In announcing a budget plan that included more money for Pennsylvania schools, Gov. Wolf this week trumpeted the growth in state education spending during his tenure.
“The first thing I did when I got to Harrisburg was to draw a line in the sand on education,” Wolf told lawmakers during Tuesday’s budget address, as he declared that investments in schools were paying off.
But the tide of expenses continues to wash over that line, school officials say.
“Districts are still pretty much just treading water,” said Mark DiRocco, executive director of the Pennsylvania Association of School Administrators, citing increasing costs for pensions, special education, and charter-school payments.
If Wolf’s plan for next year is enacted, it will increase the state’s main pot of money for schools to nearly $6.1 billion, an increase of just under 10 percent since he took office in 2015.
During his administration, he has added about $465 million to that pot, not taking into account inflation. After he was elected in 2014, Wolf had proposed $400 million just for his first fiscal year in office. That put the Democrat at odds with the GOP-controlled legislature, wary of bite-back from taxpayers, forcing Wolf to scale down his ambitions.
For the 2018-19 school year, the Wolf budget would increase basic-education funding by $100 million; however, a significant chunk of that would be earmarked for the financially distressed Erie School District.
“We need a lot more than $100 million,” DiRocco said. School district pension costs are expected to increase next year by $150 million. And while Wolf’s budget would add $20 million to special education funding, those costs could go up by $260 million, according to the Pennsylvania School Boards Association.

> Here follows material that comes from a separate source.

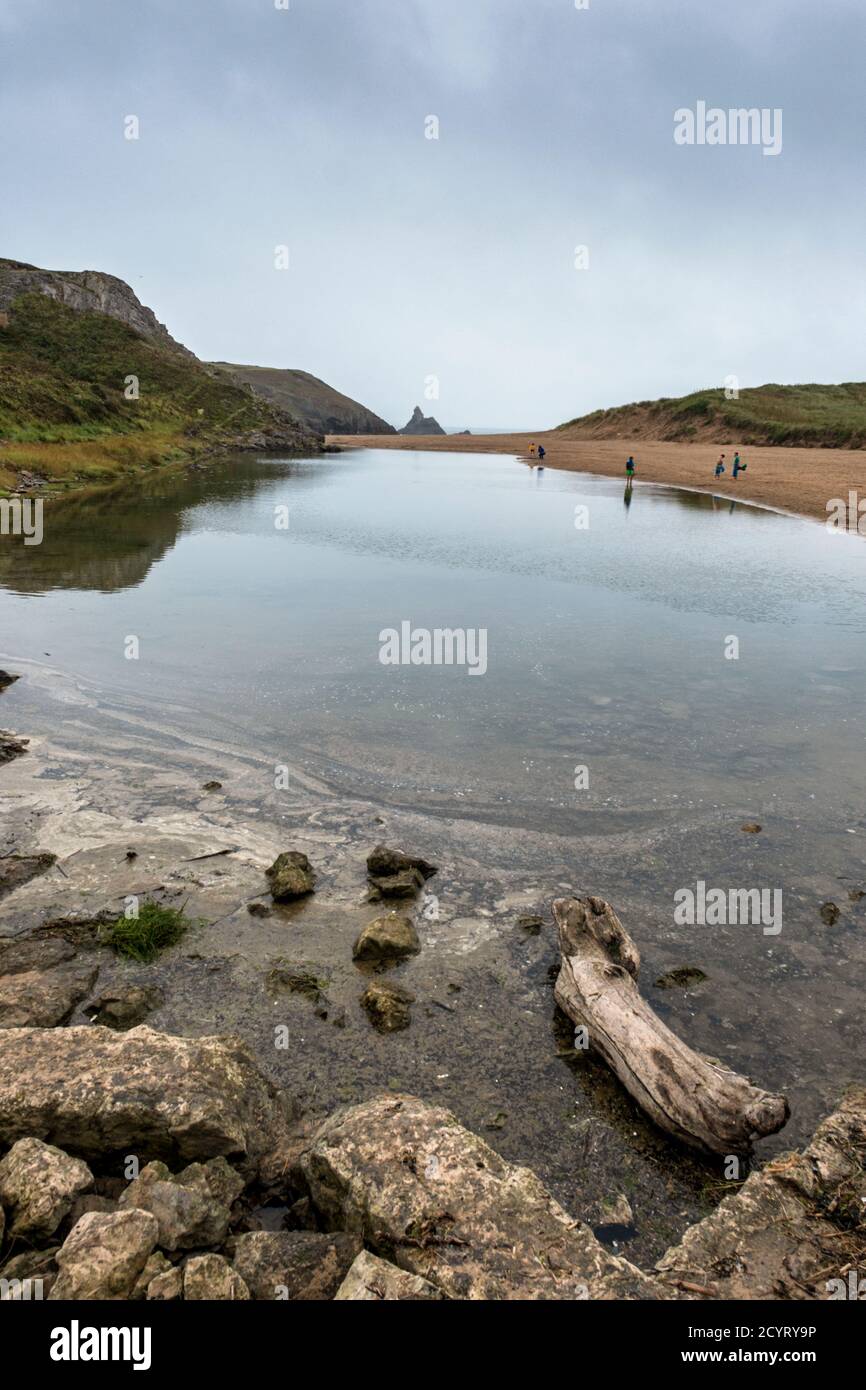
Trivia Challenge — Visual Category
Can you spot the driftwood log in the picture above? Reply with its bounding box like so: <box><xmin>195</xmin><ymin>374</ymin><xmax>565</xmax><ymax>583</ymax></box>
<box><xmin>553</xmin><ymin>896</ymin><xmax>789</xmax><ymax>1155</ymax></box>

But “we understand the governor’s in a tough position,” said DiRocco. Education advocates said they appreciate what Wolf has done to steer money to schools, which endured deep cuts under former Gov. Tom Corbett as federal stimulus money ran out.
On Tuesday, Wolf touted areas where he and lawmakers had reached agreement — including the school-funding formula enacted in 2016, which sends more money to districts with students who are poor or who aren’t proficient in English, and that have lower median-household incomes.

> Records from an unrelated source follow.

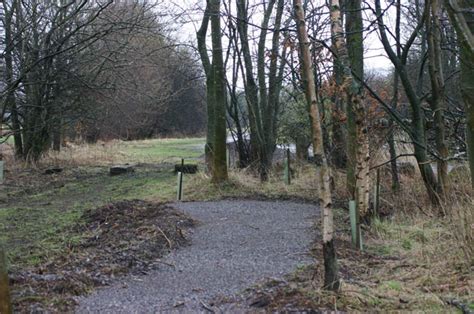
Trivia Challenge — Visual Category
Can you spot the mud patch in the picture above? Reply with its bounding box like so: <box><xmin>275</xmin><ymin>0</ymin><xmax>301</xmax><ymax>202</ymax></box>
<box><xmin>10</xmin><ymin>200</ymin><xmax>195</xmax><ymax>313</ymax></box>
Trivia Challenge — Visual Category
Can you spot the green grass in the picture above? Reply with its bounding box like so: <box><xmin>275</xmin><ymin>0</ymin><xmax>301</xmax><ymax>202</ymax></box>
<box><xmin>383</xmin><ymin>280</ymin><xmax>402</xmax><ymax>291</ymax></box>
<box><xmin>116</xmin><ymin>137</ymin><xmax>205</xmax><ymax>163</ymax></box>
<box><xmin>0</xmin><ymin>137</ymin><xmax>203</xmax><ymax>268</ymax></box>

That formula “takes politics out of school funding and makes sure that your zip code doesn’t determine what kind of education you can get,” Wolf said. Apart from the one adopted in 2008 that was abandoned during the recession, the state hadn’t used a formula for decades and became increasingly reliant on property taxes to fund schools.
But the one adopted under Wolf didn’t apply to the money the state already was committing to education. Even with the increases Wolf proposed for next year, the formula would apply only to 9 percent of the $6.1 billion in basic education subsidies.
The formula “is only as good as the dollars sent into it,” said Deborah Gordon Klehr, executive director of the Education Law Center in Pennsylvania, which along with the Public Interest Law Center is representing school districts and parents in a lawsuit challenging the state’s school-funding system. Advocates would like to see more money distributed through the new formula, which would help narrow resource gaps between districts, Klehr said.
Under Wolf’s plan for the added $100 million, the Erie School District would get the largest boost in its state subsidy — $15.2 million, a nearly 24 percent increase. The cash-strapped School District of Philadelphia would get an additional $14.9 million, although that only amounts to 1.4 percent of its subsidy.
“It is no secret that the school district faces a long term structural deficit with no ability to raise revenues on our own,” said Kevin Geary, the Philadelphia district’s chief of external relations. “Any increase in education funding under the new basic ed formula is a positive step towards a statewide fair-funding system.”
In Delaware County, the William Penn School District would get a $480,000, or 2.1 percent increase in its subsidy. The added money is “a plus for us,” though “it still won’t make our life easy. I’ll put it that way,” said Jeff Cuff, the district’s business administrator. The William Penn district, which is among the plaintiffs suing the state over funding, has received similar increases in recent years, Cuff said.
But as is the case with other districts, Cuff said, William Penn’s costs have outpaced those increases. Its payments to charter schools, for instance, have grown $750,000 to $1 million a year, while health care and salary costs are also growing, Cuff said.
Even with the state increase, he said, “It’s still going to put us in a precarious situation.”